Ok, guys. It’s Friday, and I’m feeling  incredible. It’s sunny outside, and I’m back into my meditation routine. It’s only been four days since I got back on track with setting my timer every morning, and already, I’m remembering what an incredibly positive difference meditation makes in my daily life.

If I talk about meditation constantly, it’s only because it really does change everything, or rather it changes how I experience everything. There will always be craziness in the world, but meditation and yoga have given me the only way I know how to effectively cope with it. It’s more effective than medication; more effective than drugs; more effective than any therapist, doctor, or bitching session.

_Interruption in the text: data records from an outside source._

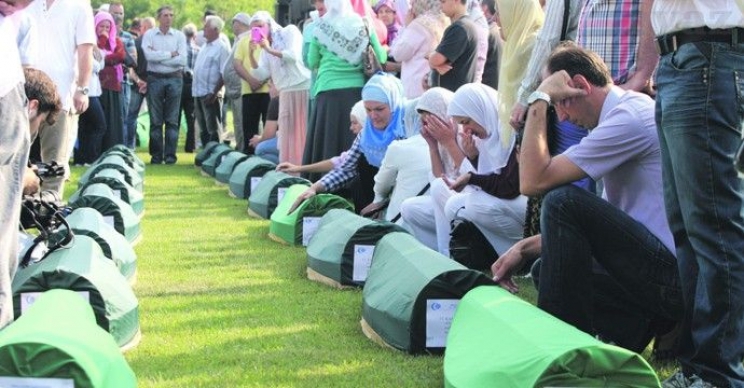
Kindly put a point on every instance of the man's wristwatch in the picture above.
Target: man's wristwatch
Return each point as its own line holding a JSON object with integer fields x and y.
{"x": 538, "y": 95}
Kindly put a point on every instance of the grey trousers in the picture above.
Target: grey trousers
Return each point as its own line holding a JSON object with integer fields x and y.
{"x": 16, "y": 142}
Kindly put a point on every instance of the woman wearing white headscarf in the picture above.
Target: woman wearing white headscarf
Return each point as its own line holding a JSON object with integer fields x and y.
{"x": 424, "y": 29}
{"x": 445, "y": 158}
{"x": 340, "y": 39}
{"x": 489, "y": 194}
{"x": 281, "y": 60}
{"x": 385, "y": 105}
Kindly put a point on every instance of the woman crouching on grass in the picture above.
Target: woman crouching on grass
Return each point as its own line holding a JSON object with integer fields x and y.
{"x": 385, "y": 106}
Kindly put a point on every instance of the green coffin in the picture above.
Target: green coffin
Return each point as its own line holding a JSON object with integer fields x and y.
{"x": 499, "y": 340}
{"x": 58, "y": 338}
{"x": 117, "y": 163}
{"x": 219, "y": 153}
{"x": 247, "y": 174}
{"x": 411, "y": 293}
{"x": 83, "y": 268}
{"x": 340, "y": 252}
{"x": 129, "y": 157}
{"x": 205, "y": 152}
{"x": 297, "y": 227}
{"x": 224, "y": 170}
{"x": 120, "y": 188}
{"x": 115, "y": 211}
{"x": 269, "y": 191}
{"x": 89, "y": 222}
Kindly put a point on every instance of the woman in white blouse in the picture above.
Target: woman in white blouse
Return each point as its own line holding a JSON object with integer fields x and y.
{"x": 425, "y": 24}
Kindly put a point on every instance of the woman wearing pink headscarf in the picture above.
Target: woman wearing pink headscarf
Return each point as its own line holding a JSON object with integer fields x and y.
{"x": 111, "y": 76}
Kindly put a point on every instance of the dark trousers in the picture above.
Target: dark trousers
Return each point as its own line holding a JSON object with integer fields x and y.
{"x": 187, "y": 107}
{"x": 255, "y": 106}
{"x": 591, "y": 248}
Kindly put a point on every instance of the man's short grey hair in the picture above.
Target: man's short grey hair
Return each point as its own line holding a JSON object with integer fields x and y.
{"x": 189, "y": 30}
{"x": 214, "y": 21}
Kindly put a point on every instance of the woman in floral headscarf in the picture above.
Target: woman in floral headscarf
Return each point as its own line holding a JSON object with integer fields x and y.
{"x": 424, "y": 29}
{"x": 111, "y": 76}
{"x": 336, "y": 50}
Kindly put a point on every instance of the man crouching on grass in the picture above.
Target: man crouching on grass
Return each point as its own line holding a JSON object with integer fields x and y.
{"x": 597, "y": 252}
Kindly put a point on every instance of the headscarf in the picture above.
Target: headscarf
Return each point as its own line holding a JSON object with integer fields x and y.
{"x": 359, "y": 112}
{"x": 340, "y": 30}
{"x": 393, "y": 28}
{"x": 478, "y": 102}
{"x": 436, "y": 101}
{"x": 104, "y": 16}
{"x": 429, "y": 14}
{"x": 387, "y": 89}
{"x": 521, "y": 20}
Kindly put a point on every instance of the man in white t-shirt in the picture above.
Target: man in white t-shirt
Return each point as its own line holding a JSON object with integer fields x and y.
{"x": 67, "y": 59}
{"x": 617, "y": 249}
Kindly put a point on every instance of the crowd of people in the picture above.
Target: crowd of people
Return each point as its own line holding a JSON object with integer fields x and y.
{"x": 590, "y": 141}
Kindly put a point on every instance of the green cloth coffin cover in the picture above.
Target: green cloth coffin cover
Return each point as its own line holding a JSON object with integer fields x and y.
{"x": 115, "y": 211}
{"x": 289, "y": 228}
{"x": 215, "y": 159}
{"x": 404, "y": 282}
{"x": 500, "y": 340}
{"x": 89, "y": 222}
{"x": 266, "y": 196}
{"x": 342, "y": 247}
{"x": 83, "y": 268}
{"x": 224, "y": 170}
{"x": 130, "y": 176}
{"x": 245, "y": 171}
{"x": 205, "y": 152}
{"x": 57, "y": 337}
{"x": 120, "y": 188}
{"x": 129, "y": 157}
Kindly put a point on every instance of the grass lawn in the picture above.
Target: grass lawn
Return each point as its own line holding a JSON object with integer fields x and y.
{"x": 221, "y": 305}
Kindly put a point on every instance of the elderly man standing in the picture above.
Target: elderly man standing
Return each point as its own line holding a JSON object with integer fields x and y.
{"x": 165, "y": 50}
{"x": 68, "y": 60}
{"x": 207, "y": 86}
{"x": 233, "y": 82}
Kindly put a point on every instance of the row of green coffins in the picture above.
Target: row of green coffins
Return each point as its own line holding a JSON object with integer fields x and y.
{"x": 75, "y": 337}
{"x": 419, "y": 301}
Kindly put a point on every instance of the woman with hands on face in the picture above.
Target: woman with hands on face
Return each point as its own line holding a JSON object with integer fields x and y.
{"x": 385, "y": 106}
{"x": 487, "y": 192}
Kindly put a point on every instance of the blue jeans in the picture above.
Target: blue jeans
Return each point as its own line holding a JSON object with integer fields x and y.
{"x": 587, "y": 243}
{"x": 135, "y": 103}
{"x": 164, "y": 103}
{"x": 267, "y": 150}
{"x": 699, "y": 113}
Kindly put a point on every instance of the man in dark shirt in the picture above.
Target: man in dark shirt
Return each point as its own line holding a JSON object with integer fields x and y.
{"x": 453, "y": 62}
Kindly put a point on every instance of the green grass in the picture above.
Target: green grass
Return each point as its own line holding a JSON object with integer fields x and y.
{"x": 221, "y": 305}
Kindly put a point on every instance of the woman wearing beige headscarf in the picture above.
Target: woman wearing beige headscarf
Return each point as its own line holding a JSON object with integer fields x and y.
{"x": 521, "y": 20}
{"x": 425, "y": 24}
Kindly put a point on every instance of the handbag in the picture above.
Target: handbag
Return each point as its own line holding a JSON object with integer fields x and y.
{"x": 370, "y": 63}
{"x": 468, "y": 245}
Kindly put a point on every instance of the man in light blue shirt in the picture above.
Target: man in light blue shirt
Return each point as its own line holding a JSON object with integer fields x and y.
{"x": 165, "y": 50}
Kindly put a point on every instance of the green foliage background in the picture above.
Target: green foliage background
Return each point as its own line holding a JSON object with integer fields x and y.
{"x": 191, "y": 11}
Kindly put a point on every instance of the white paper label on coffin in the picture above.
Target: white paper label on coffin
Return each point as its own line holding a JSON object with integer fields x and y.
{"x": 36, "y": 382}
{"x": 362, "y": 261}
{"x": 309, "y": 226}
{"x": 439, "y": 314}
{"x": 29, "y": 298}
{"x": 255, "y": 180}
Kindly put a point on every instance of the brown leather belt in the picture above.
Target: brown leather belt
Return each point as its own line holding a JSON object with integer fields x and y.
{"x": 668, "y": 43}
{"x": 175, "y": 74}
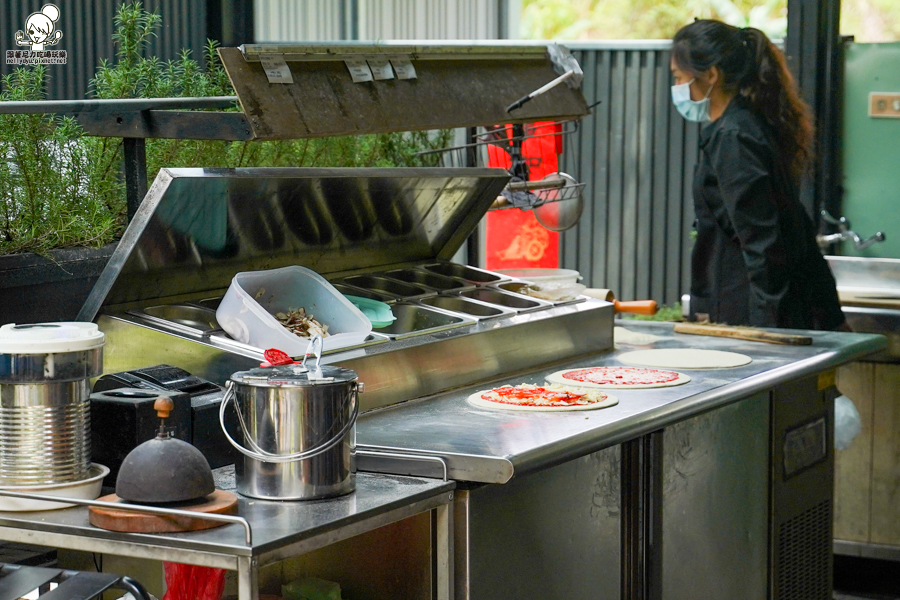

I really and truly believe that everyone should learn to meditate, but sometimes just sitting down to start is HARD. Your mind races around. Your back or your knees might hurt. You get bored. You make a grocery list or get up to check the mail. After years of being told to meditate by every yoga teacher or spiritual leader I met, I still didn’t want to do it. It took me a LONG time.

If, like me, you can’t bring yourself to sit down and meditate, do this first:

List 10 things you’re thankful for. Do it every day for 40 days. Or just do it for a week. Whatever you can do. 

When you get into more advanced practices, there start to be more expectations about doing meditations or exercises for a certain number of days or minutes. There are plenty of great reasons for that, but when you’re just starting out, just do whatever you can, and the benefit will come.

Practicing gratitude isn’t some kind of hippy, new-age nonsense. It’s good for everyone. Just pause to remember all the good and miraculous things in your life (like the fact that you exist, which is pretty rad when you think about it), and write them down if you can spare the time to do so. You’ll likely notice that as you start to think in terms of gratitude, you have more things to be thankful for.